Dans une circulaire interne, la Direction générale met en garde le personnel contre toute utilisation non autorisée des informations détenues par l’institution. L’extraction, la divulgation, l’altération, la manipulation ou l’utilisation de données en dehors des procédures établies sont formellement interdites.
Des documents d’identification au cœur des préoccupations
Cette décision intervient dans un contexte marqué par des informations faisant état de la disparition présumée de certaines données et de documents d’identification dans les systèmes de l’ONI. Des cartes d’identification nationale ainsi que d’autres informations relatives à des citoyens auraient notamment été retirées des bases de données de l’institution.
La Direction générale souhaite faire la lumière sur ces faits, déterminer les circonstances dans lesquelles ces opérations auraient été effectuées et identifier les éventuelles responsabilités.
L’ONI rappelle que l’accès à ses systèmes d’information est encadré par des procédures précises. Toute intervention effectuée sans autorisation ou en dehors des prérogatives attribuées aux agents est susceptible de constituer un manquement professionnel et d’entraîner des sanctions.
Jusqu’à la révocation en cas de faits établis
Le directeur général de l’ONI, Reynold Guerrier, prévient que des mesures administratives et disciplinaires pourront être prises contre tout employé dont la participation à des actes irréguliers serait établie à l’issue d’une enquête.
Selon les dispositions rappelées par la Direction générale, les sanctions peuvent aller jusqu’à la révocation. Lorsque les faits sont susceptibles de constituer une infraction pénale, le dossier pourra également être transmis aux autorités judiciaires compétentes.
Neutralité politique exigée des agents
La circulaire insiste également sur l’obligation pour les employés de l’ONI de rester à l’écart des luttes partisanes.
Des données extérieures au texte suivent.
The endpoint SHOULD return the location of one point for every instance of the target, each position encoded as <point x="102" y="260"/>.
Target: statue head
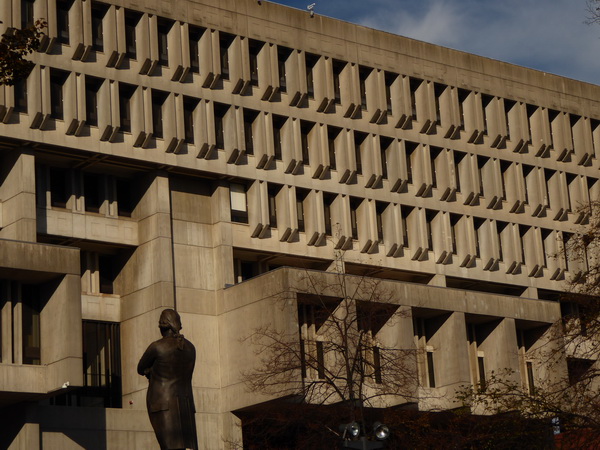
<point x="169" y="321"/>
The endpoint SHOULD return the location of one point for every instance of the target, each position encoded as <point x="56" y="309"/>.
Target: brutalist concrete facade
<point x="162" y="153"/>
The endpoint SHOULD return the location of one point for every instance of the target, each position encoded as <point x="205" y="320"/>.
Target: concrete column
<point x="146" y="283"/>
<point x="17" y="196"/>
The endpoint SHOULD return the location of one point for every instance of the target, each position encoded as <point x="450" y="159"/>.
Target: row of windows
<point x="85" y="191"/>
<point x="314" y="346"/>
<point x="320" y="148"/>
<point x="452" y="238"/>
<point x="437" y="108"/>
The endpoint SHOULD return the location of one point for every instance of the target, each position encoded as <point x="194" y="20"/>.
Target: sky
<point x="547" y="35"/>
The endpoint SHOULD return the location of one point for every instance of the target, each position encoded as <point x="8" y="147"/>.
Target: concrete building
<point x="162" y="153"/>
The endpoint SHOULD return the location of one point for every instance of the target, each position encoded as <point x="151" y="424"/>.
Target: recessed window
<point x="338" y="67"/>
<point x="311" y="62"/>
<point x="92" y="86"/>
<point x="57" y="82"/>
<point x="220" y="111"/>
<point x="158" y="100"/>
<point x="62" y="20"/>
<point x="301" y="195"/>
<point x="131" y="20"/>
<point x="189" y="106"/>
<point x="195" y="35"/>
<point x="225" y="40"/>
<point x="27" y="19"/>
<point x="332" y="134"/>
<point x="305" y="129"/>
<point x="249" y="118"/>
<point x="254" y="48"/>
<point x="283" y="53"/>
<point x="239" y="206"/>
<point x="98" y="12"/>
<point x="164" y="26"/>
<point x="20" y="96"/>
<point x="126" y="92"/>
<point x="278" y="123"/>
<point x="94" y="191"/>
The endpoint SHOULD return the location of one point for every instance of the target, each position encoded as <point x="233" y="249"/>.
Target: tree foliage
<point x="571" y="400"/>
<point x="15" y="45"/>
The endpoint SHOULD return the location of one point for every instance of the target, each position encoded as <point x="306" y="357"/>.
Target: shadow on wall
<point x="59" y="427"/>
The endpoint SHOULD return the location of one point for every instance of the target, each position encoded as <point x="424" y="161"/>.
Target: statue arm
<point x="146" y="361"/>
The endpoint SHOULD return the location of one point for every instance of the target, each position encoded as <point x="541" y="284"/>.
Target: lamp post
<point x="351" y="436"/>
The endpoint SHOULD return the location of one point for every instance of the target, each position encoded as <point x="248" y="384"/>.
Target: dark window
<point x="93" y="191"/>
<point x="125" y="94"/>
<point x="158" y="100"/>
<point x="300" y="197"/>
<point x="338" y="66"/>
<point x="98" y="12"/>
<point x="405" y="212"/>
<point x="434" y="152"/>
<point x="92" y="86"/>
<point x="332" y="134"/>
<point x="415" y="83"/>
<point x="485" y="102"/>
<point x="164" y="26"/>
<point x="225" y="41"/>
<point x="379" y="209"/>
<point x="220" y="111"/>
<point x="429" y="216"/>
<point x="60" y="187"/>
<point x="389" y="80"/>
<point x="107" y="273"/>
<point x="311" y="61"/>
<point x="102" y="365"/>
<point x="283" y="54"/>
<point x="430" y="369"/>
<point x="62" y="20"/>
<point x="305" y="128"/>
<point x="20" y="93"/>
<point x="481" y="371"/>
<point x="278" y="122"/>
<point x="454" y="219"/>
<point x="409" y="148"/>
<point x="131" y="21"/>
<point x="195" y="35"/>
<point x="359" y="138"/>
<point x="249" y="118"/>
<point x="363" y="74"/>
<point x="272" y="197"/>
<point x="508" y="105"/>
<point x="30" y="300"/>
<point x="438" y="91"/>
<point x="57" y="81"/>
<point x="530" y="378"/>
<point x="385" y="144"/>
<point x="481" y="162"/>
<point x="462" y="97"/>
<point x="126" y="200"/>
<point x="254" y="48"/>
<point x="27" y="19"/>
<point x="189" y="105"/>
<point x="239" y="208"/>
<point x="354" y="204"/>
<point x="327" y="202"/>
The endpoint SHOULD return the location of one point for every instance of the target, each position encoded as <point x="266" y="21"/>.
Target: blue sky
<point x="547" y="35"/>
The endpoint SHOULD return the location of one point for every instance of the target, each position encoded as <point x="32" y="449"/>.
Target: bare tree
<point x="570" y="401"/>
<point x="344" y="353"/>
<point x="15" y="45"/>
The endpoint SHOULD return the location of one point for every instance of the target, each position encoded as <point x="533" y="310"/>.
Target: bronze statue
<point x="168" y="364"/>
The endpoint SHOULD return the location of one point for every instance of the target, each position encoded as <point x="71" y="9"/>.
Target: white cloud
<point x="546" y="35"/>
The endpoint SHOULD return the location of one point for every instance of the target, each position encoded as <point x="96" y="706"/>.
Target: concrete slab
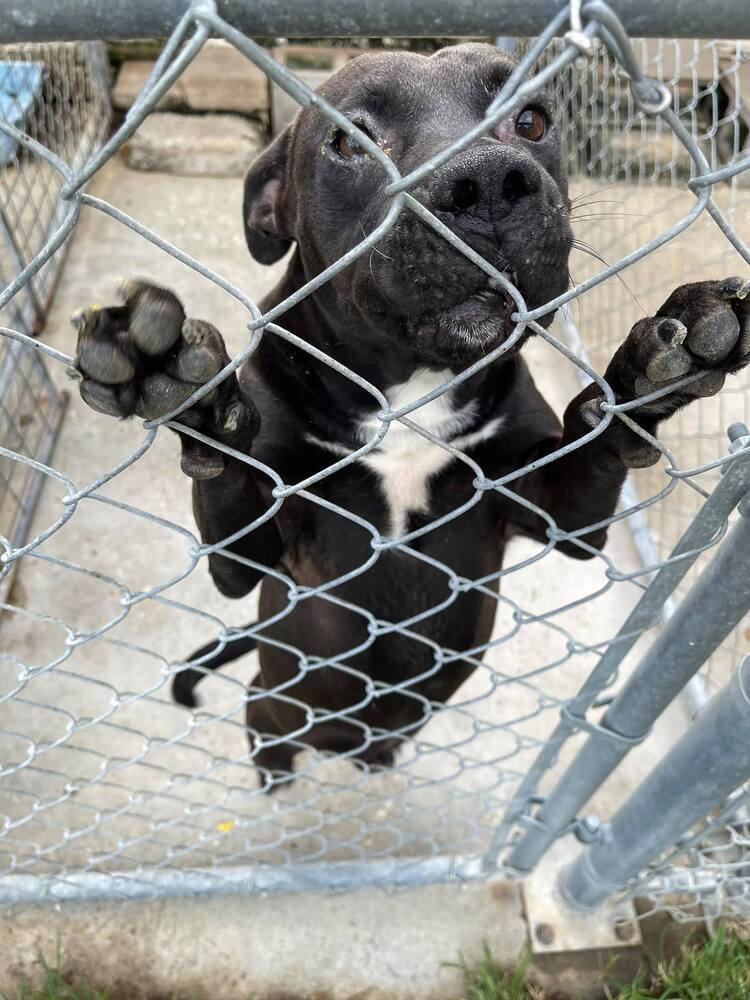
<point x="367" y="945"/>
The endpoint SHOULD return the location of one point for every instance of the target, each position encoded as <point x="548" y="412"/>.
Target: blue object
<point x="20" y="85"/>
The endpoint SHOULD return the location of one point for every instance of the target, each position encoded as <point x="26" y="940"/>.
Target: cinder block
<point x="194" y="145"/>
<point x="219" y="79"/>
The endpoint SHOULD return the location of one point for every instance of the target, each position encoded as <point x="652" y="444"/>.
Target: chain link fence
<point x="109" y="789"/>
<point x="59" y="95"/>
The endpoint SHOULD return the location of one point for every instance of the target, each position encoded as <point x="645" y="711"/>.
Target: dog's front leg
<point x="702" y="327"/>
<point x="145" y="358"/>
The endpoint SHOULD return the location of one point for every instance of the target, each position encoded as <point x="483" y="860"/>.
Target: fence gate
<point x="109" y="790"/>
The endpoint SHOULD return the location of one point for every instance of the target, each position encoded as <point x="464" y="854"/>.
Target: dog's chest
<point x="406" y="461"/>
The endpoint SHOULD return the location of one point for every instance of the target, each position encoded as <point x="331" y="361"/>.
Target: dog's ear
<point x="265" y="209"/>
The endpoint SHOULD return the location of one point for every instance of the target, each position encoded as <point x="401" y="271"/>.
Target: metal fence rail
<point x="182" y="813"/>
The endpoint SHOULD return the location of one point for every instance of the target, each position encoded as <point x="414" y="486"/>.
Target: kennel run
<point x="107" y="790"/>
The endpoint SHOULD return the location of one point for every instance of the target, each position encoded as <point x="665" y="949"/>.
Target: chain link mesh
<point x="107" y="787"/>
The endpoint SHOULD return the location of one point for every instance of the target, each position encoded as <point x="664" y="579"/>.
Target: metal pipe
<point x="709" y="520"/>
<point x="69" y="20"/>
<point x="711" y="759"/>
<point x="715" y="604"/>
<point x="160" y="883"/>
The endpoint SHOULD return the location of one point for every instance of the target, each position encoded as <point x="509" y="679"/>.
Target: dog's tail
<point x="184" y="682"/>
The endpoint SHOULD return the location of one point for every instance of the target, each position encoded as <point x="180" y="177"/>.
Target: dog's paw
<point x="145" y="358"/>
<point x="704" y="328"/>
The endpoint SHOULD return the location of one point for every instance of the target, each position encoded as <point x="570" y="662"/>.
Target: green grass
<point x="718" y="969"/>
<point x="488" y="982"/>
<point x="56" y="987"/>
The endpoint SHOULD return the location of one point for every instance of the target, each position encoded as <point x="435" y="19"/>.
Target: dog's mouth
<point x="475" y="325"/>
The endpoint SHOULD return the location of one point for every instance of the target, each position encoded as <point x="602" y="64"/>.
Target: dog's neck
<point x="337" y="404"/>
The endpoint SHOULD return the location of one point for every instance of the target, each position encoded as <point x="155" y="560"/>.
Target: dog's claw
<point x="591" y="412"/>
<point x="735" y="288"/>
<point x="671" y="331"/>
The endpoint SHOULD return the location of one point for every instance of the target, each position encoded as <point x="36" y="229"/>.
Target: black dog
<point x="406" y="318"/>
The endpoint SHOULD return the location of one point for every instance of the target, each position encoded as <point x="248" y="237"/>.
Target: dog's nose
<point x="492" y="177"/>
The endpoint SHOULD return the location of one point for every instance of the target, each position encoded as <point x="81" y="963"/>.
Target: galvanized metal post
<point x="48" y="20"/>
<point x="715" y="604"/>
<point x="733" y="486"/>
<point x="711" y="760"/>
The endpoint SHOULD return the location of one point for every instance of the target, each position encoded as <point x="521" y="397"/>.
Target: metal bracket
<point x="553" y="926"/>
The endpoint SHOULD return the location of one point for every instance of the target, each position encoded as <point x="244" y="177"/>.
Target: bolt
<point x="544" y="933"/>
<point x="737" y="431"/>
<point x="624" y="930"/>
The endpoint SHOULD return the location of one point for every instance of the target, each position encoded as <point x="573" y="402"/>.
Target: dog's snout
<point x="516" y="185"/>
<point x="491" y="178"/>
<point x="465" y="194"/>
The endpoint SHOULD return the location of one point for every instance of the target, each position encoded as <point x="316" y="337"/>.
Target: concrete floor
<point x="106" y="773"/>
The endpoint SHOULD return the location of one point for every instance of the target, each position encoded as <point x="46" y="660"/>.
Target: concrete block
<point x="194" y="145"/>
<point x="313" y="66"/>
<point x="219" y="79"/>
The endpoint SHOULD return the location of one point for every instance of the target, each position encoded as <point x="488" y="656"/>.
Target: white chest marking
<point x="404" y="460"/>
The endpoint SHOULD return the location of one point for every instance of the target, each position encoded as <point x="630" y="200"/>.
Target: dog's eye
<point x="531" y="124"/>
<point x="346" y="145"/>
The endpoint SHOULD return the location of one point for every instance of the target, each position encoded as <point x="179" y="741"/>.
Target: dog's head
<point x="505" y="196"/>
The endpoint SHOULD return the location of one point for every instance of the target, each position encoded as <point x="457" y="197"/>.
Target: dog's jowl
<point x="406" y="317"/>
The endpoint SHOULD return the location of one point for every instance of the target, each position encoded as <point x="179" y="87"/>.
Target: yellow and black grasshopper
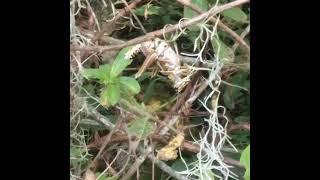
<point x="158" y="51"/>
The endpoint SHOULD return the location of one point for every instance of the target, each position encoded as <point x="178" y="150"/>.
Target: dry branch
<point x="157" y="33"/>
<point x="224" y="27"/>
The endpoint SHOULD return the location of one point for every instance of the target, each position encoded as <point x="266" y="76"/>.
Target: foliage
<point x="115" y="85"/>
<point x="111" y="79"/>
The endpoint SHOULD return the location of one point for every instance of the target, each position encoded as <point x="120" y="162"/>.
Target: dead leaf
<point x="169" y="152"/>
Aucun agent ne doit utiliser sa fonction, son autorité, les ressources de l’institution ou son accès aux procédures administratives pour favoriser ou pénaliser un candidat, un parti ou une organisation politique.
Cette mise en garde intervient alors que des anomalies auraient été relevées dans certaines listes regroupant près de 30 000 membres de formations politiques. Des NINU associés à plusieurs organisations auraient notamment été identifiés.
La Direction générale entend ainsi prévenir toute instrumentalisation des services de l’ONI dans le cadre du processus électoral et garantir un traitement équitable des citoyens.
Les responsables appelés à faire respecter les consignes
Les directeurs, responsables de services, chefs de bureaux départementaux et responsables des bureaux communaux sont chargés d’assurer l’application stricte des dispositions de la circulaire.
L’ONI rappelle qu’aucune considération politique, partisane, personnelle ou électorale ne doit intervenir dans l’accès des citoyens à ses services.
À travers ces nouvelles directives, l’institution cherche à renforcer le contrôle de ses systèmes d’information, à responsabiliser davantage son personnel et à préserver la neutralité de ses services à l’approche des élections.